Eine Lösung, allerdings ohne Ba, strebt auch die Klubführung an. „Aufgrund der Vorfälle kann ich mir nicht vorstellen, dass er bei uns wieder spielt. Wenn wir nicht wollen, dann spielt er auch erst einmal nirgendwo anders. Wir müssen uns gegen solche Methoden wehren und in der Liga darüber reden. Wir werden uns auch über den DFB an die FIFA wenden“, sagte Tanner der Bild-Zeitung, nach deren Informationen Ba mit einer Strafe von 30.000 Euro belegt wurde.

„Natürlich ist die Trennung sinnvoll, nachdem sich Ba nun zum zweiten Mal für den Weg der Konfrontation entschieden hat. Fraglich, ob er unter diesen Vorzeichen einen Verein findet“, kommentierte Hopp im kicker den „Fall Ba“. Wie Tanner und Hopp sieht auch Torwart Tom Starke kaum Chancen für eine Rückkehr Bas in das Team des neuen Trainer Marco Pezzaiuoli: „Er hat die Mannschaft im Stich gelassen. Ich bin riesig enttäuscht.“

Die Regularien des Weltverbands FIFA sehen als mögliche Strafen im Fall eines Vertragsbruchs eine finanzielle Entschädigung und eine Sperre von vier bis sechs Monaten ab der folgenden Saison vor. Nach Ansicht von Tanner helfen diese Sanktionen dem Verein aber nicht entscheidend weiter. „Der Verein ist immer der Gelackmeierte“, sagte der Manager.

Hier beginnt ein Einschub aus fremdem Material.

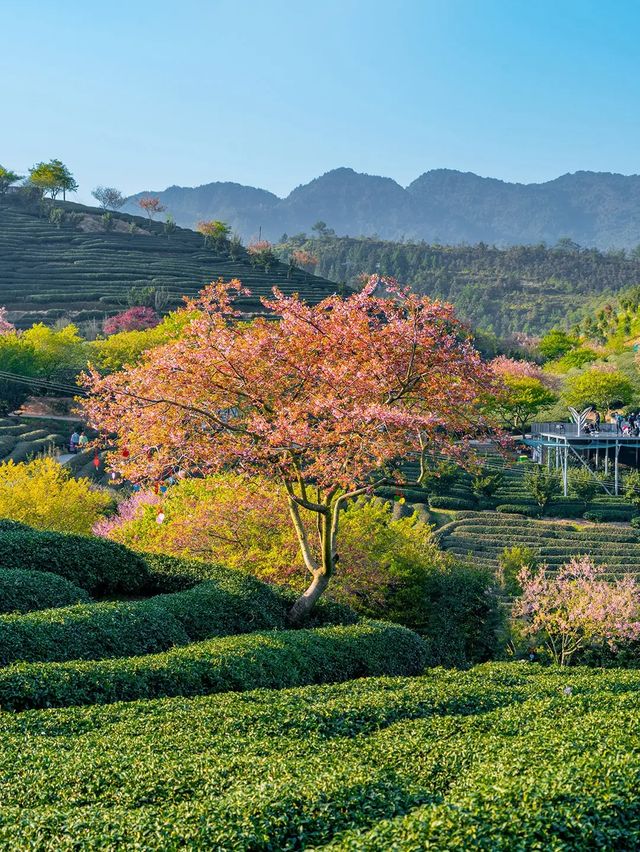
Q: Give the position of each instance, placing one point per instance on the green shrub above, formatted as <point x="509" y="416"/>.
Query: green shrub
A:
<point x="461" y="616"/>
<point x="25" y="591"/>
<point x="273" y="660"/>
<point x="611" y="515"/>
<point x="233" y="603"/>
<point x="450" y="503"/>
<point x="517" y="509"/>
<point x="94" y="564"/>
<point x="496" y="758"/>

Mit anderen Regularien muss sich Hopp beschäftigen. Der Mäzen sieht der Überprüfung seiner Rolle beim Transfer des Brasilianers Luiz Gustavo zu Rekordmeister Bayern München durch die Deutsche Fußball Liga (DFL) allerdings gelassen entgegen. „Wir haben die Regel nicht umgangen“, sagte Hopp. Gegen den Software-Milliardär steht der Vorwurf im Raum, beim Transfer Gustavos ohne Mandat mitgewirkt zu haben. Hopp war mit Tanner zu Vertragsverhandlungen nach München gereist und hatte den Wechsel Gustavos für 17 Millionen Euro perfekt gemacht.

Hopp wehrt sich gegen den Eindruck, dass er gegen Liga-Statuten verstoßen habe. Er habe nur aufgrund der Bitte der Bayern an den Verhandlungen teilgenommen. Zudem rechtfertige sein Status als Gesellschafter des Klubs die Teilnahme an den Gesprächen.